The problem lies deep in the bowels of GAS, the GNU assembler, and how it generates DWARF debug information.
The compiler, GCC, has the responsibility of generating a specific sequence of instructions for a position-independent thread-local access, which is documented in the document ELF Handling for Thread-Local Storage, page 22, section 4.1.6: x86-64 General Dynamic TLS Model. This sequence is:
0x00 .byte 0x66
0x01 leaq  x@tlsgd(%rip),%rdi
0x08 .word 0x6666
0x0a rex64
0x0b call __tls_get_addr@plt
, and is the way it is because the 16 bytes it occupies leave space for backend/assembler/linker optimizations. Indeed, your compiler generates the following assembler for threadMain():
threadMain:
.LFB2:
        .file 1 "thread.c"
        .loc 1 14 0
        .cfi_startproc
        pushq   %rbp
        .cfi_def_cfa_offset 16
        .cfi_offset 6, -16
        movq    %rsp, %rbp
        .cfi_def_cfa_register 6
        subq    $16, %rsp
        movq    %rdi, -8(%rbp)
        .loc 1 15 0
        .byte   0x66
        leaq    obj@tlsgd(%rip), %rdi
        .value  0x6666
        rex64
        call    __tls_get_addr@PLT
        movl    $1, (%rax)
        .loc 1 16 0
        ...
The assembler, GAS, then relaxes this code, which contains a function call (!), down to just two instructions. These are:
- a movhaving anfs:-segment override, and
- a lea
, in the final assembly. They occupy between themselves 16 bytes in total, demonstrating why the General Dynamic Model instruction sequence is designed to require 16 bytes.

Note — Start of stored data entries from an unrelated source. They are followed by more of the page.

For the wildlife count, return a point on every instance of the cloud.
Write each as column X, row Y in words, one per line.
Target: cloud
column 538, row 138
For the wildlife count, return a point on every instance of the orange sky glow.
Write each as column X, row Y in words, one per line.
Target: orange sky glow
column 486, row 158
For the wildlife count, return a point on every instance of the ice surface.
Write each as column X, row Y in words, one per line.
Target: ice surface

(gdb) disas/r threadMain                                                                                                                                                                                         
Dump of assembler code for function threadMain:                                                                                                                                                                  
   0x00000000004007f0 <+0>:     55      push   %rbp                                                                                                                                                              
   0x00000000004007f1 <+1>:     48 89 e5        mov    %rsp,%rbp                                                                                                                                                 
   0x00000000004007f4 <+4>:     48 83 ec 10     sub    $0x10,%rsp                                                                                                                                                
   0x00000000004007f8 <+8>:     48 89 7d f8     mov    %rdi,-0x8(%rbp)                                                                                                                                           

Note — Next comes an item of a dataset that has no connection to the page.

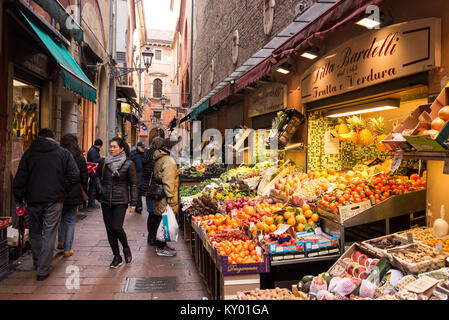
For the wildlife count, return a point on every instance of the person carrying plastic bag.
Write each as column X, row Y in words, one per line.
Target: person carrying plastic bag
column 168, row 227
column 165, row 174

   0x00000000004007fc <+12>:    64 48 8b 04 25 00 00 00 00      mov    %fs:0x0,%rax
   0x0000000000400805 <+21>:    48 8d 80 f8 ff ff ff    lea    -0x8(%rax),%rax
   0x000000000040080c <+28>:    c7 00 01 00 00 00       movl   $0x1,(%rax)
So far, everything has been done correctly. The problem now begins as GAS generates DWARF debug information for your particular assembler code.

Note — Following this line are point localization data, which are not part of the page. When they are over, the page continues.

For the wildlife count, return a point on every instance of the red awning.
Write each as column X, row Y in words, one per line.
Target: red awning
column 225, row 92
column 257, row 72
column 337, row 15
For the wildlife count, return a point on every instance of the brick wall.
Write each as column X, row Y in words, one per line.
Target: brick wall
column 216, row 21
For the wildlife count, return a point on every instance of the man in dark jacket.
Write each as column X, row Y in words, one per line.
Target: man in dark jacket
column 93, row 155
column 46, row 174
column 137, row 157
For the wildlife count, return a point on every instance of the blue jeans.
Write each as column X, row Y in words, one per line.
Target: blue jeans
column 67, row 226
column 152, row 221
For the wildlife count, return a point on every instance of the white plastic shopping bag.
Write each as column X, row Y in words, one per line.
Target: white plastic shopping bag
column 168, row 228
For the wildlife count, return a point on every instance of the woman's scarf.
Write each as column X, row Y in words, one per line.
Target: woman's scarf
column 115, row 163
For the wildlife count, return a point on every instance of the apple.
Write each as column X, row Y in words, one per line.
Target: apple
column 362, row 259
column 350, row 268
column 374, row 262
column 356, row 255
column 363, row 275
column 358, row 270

- While parsing line-by-line in - binutils-x.y.z/gas/read.c, function- void
read_a_source_file (char *name), GAS encounters- .loc 1 15 0, the statement that begins the next line, and runs the handler- void dwarf2_directive_loc (int dummy ATTRIBUTE_UNUSED)in- dwarf2dbg.c. Unfortunately, the handler does not unconditionally emit debug information for the current offset within the "fragment" (- frag_now) of machine code it is currently building. It could have done this by calling- dwarf2_emit_insn(0), but the- .lochandler currently only does so if it sees multiple- .locdirectives consecutively. Instead, in our case it continues on to the next line, leaving the debug information unemitted.
 
- On the next line it sees the - .byte 0x66directive of the General Dynamic sequence. This is not, in and of itself, part of an instruction, despite representing the- data16instruction prefix in x86 assembly. GAS acts upon it with the handler- cons_worker(), and the fragment increases from 12 bytes to 13 in size.
 
- On the next line it sees a true instruction, - leaq, which is parsed by calling the macro- assemble_one()that maps to- void md_assemble (char *line)in- gas/config/tc-i386.c. At the very end of that function,- output_insn()is called, which itself finally calls- dwarf2_emit_insn(0)and causes debug information to be emitted at last. A new Line Number Statement (LNS) is begun that claims that line 15 began at function-start-address plus previous fragment size, but since we passed over the- .bytestatement before doing so, the fragment is 1 byte too large, and the computed offset for the first instruction of line 15 is therefore 1 byte off.
 
- Some time later GAS relaxes the Global Dynamic Sequence to the final instruction sequence that starts with - mov fs:0x0, %rax. The code size and all offsets remain unchanged because both sequences of instructions are 16 bytes. The debug information is unchanged, and still wrong.
 
GDB, when it reads the Line Number Statements, is told that the prologue of threadMain(), which is associated with the line 14 on which is found its signature, ends where line 15 begins. GDB dutifully plants a breakpoint at that location, but unfortunately it is 1 byte too far.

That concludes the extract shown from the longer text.